- Born: Mary A. Retan 1804
- Died: October 5, 1892 (aged 88) Newtown, New York, U.S.
- Occupation: Actress
- Years active: 1826–1864
- Spouse: Mr. Wray
- Children: 4

= Mary A. Wray =

American actress (1804 – 1892)

Mary A. Wray (née Retan; 1804 – October 5, 1892) was an American actress known for her significant contributions to the theater in the 19th century. Beginning her career as a dancer at the Chatham Street Theater in New York City, she quickly rose to prominence in the dramatic arts. Wray's notable performances included roles alongside renowned actors such as Edwin Forrest and Junius Brutus Booth. She was an active member of the American Dramatic Fund for over thirty-five years and was considered the oldest representative of the American stage at the time of her death.

== Biography ==
Mary A. Retan was born in 1804 in Ridgefield, Connecticut. In 1826, she married Mr. Wray. Shortly after her marriage, she began her career in the theater.

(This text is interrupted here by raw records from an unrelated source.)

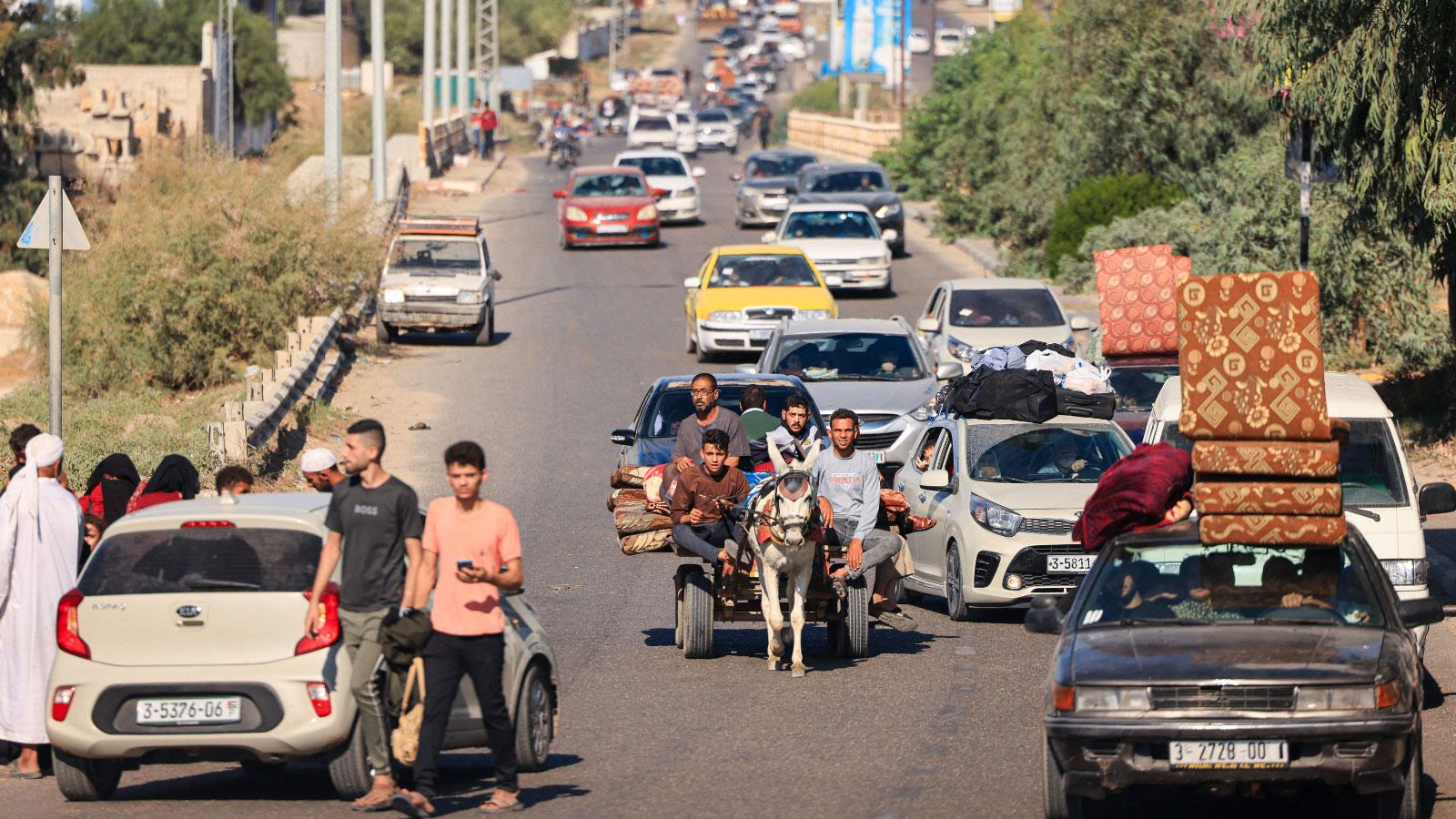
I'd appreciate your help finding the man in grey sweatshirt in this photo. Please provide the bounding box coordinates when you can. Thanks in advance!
[813,410,915,631]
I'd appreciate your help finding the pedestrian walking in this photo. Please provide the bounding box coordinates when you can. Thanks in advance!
[303,419,424,810]
[298,446,344,492]
[390,440,522,816]
[0,433,82,780]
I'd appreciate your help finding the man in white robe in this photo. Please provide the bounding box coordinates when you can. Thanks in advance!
[0,434,83,780]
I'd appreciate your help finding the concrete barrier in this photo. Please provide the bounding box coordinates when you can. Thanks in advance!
[789,111,900,162]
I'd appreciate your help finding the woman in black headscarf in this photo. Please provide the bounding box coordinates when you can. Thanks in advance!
[126,455,198,511]
[82,451,141,526]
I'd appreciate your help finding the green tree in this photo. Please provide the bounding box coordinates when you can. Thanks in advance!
[1225,0,1456,334]
[0,3,82,269]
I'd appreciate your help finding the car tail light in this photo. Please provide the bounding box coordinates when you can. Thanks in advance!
[1051,683,1077,711]
[56,589,90,660]
[308,682,333,717]
[51,685,76,723]
[293,583,339,654]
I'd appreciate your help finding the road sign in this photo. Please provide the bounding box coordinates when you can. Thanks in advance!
[15,185,90,250]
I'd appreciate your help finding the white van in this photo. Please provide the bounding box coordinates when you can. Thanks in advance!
[1143,373,1451,601]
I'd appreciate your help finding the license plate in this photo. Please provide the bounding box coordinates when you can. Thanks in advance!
[136,696,243,726]
[1168,739,1289,768]
[1046,555,1097,574]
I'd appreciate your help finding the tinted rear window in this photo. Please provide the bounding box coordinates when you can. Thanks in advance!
[77,528,323,596]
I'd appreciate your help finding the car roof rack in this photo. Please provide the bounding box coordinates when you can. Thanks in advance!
[399,216,480,236]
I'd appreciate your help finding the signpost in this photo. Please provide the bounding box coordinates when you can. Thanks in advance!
[16,175,90,436]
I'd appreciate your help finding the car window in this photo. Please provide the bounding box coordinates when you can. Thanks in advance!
[77,526,323,598]
[617,156,687,177]
[571,174,646,197]
[951,287,1065,327]
[1163,419,1408,509]
[708,254,818,287]
[781,210,879,239]
[966,422,1131,484]
[641,383,824,439]
[389,238,480,276]
[774,332,929,380]
[805,170,890,194]
[1075,543,1385,628]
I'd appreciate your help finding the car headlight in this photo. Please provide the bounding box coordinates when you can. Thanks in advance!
[971,494,1022,538]
[1075,685,1152,711]
[1380,560,1431,586]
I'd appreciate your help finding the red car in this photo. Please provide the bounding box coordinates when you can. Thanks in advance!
[553,165,664,249]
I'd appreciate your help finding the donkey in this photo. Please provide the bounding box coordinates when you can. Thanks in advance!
[748,440,820,676]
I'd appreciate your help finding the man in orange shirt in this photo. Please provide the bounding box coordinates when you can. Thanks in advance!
[390,440,524,816]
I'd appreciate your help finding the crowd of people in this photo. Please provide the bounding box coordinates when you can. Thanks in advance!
[0,420,522,816]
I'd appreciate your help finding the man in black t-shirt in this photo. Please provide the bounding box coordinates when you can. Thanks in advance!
[304,420,425,810]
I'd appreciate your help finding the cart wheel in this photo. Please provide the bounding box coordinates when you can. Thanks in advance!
[680,565,713,660]
[839,577,869,659]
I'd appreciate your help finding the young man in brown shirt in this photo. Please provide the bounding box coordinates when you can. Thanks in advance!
[672,430,748,564]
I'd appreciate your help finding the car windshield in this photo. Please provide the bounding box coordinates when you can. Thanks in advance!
[389,239,480,276]
[966,422,1131,484]
[1111,363,1178,412]
[1075,543,1385,628]
[641,383,823,439]
[805,170,890,194]
[779,210,879,239]
[617,156,687,177]
[951,287,1065,327]
[744,155,814,179]
[708,254,818,287]
[571,174,646,197]
[77,526,323,598]
[774,332,929,380]
[1163,419,1407,509]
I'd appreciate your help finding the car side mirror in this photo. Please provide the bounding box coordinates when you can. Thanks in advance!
[1025,596,1066,634]
[920,470,951,492]
[1420,482,1456,514]
[1395,598,1446,628]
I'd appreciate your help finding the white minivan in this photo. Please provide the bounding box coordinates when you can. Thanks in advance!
[1143,373,1453,612]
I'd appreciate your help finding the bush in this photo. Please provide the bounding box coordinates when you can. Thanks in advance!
[32,150,381,395]
[1046,174,1188,277]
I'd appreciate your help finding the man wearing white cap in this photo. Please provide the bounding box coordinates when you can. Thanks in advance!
[0,434,82,780]
[298,446,344,492]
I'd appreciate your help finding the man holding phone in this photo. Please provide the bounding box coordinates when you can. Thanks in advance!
[390,440,524,816]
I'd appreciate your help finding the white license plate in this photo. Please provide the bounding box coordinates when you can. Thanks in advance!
[1168,739,1289,768]
[136,696,243,726]
[1046,555,1097,574]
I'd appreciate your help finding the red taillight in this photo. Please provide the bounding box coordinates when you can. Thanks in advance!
[56,589,90,660]
[308,682,333,717]
[293,583,339,654]
[51,685,76,723]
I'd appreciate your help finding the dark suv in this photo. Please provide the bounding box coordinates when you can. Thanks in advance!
[1026,521,1441,817]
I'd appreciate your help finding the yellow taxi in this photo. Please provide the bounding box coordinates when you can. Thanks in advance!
[682,245,840,361]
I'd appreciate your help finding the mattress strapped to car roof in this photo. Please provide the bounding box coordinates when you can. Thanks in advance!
[399,216,480,236]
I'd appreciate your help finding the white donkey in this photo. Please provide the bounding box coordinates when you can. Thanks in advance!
[748,440,820,676]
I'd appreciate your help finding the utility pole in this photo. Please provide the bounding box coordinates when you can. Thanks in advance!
[420,0,435,128]
[369,0,389,204]
[323,0,344,216]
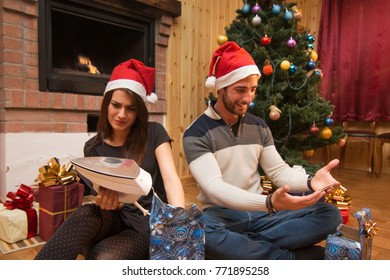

Wray made her debut as a dancer at the Chatham Street Theater in New York City. She quickly progressed in the dramatic arts, notable for her performance as Lady Macbeth alongside Edwin Forrest at the Walnut Street Theater in Philadelphia. For six years, Wray performed at the Old Bowery Theater in New York City, where she supported Junius Brutus Booth, the father of Edwin Booth. She also toured the southern United States with a company that included Joseph Jefferson and John Ellsler, performing in Charleston, South Carolina. In 1848, she became a member of the Seguin Opera Company. Wray retired from the stage in 1864.

Wray's family included four children. Her son, known on the minstrel stage as "Billy Wray," died in the burning of the "Evening Star" in 1866. Her other son, Edward, also died in 1866 in Illinois. Wray was survived by two daughters and several grandchildren.

After her retirement, Wray moved out to her country home purchased by her son Billy Wray. Wray was a member of the American Dramatic Fund for over thirty-five years. She died on October 5, 1892, in Newtown, New York. At the time of her death, she was recognized as the oldest American actress.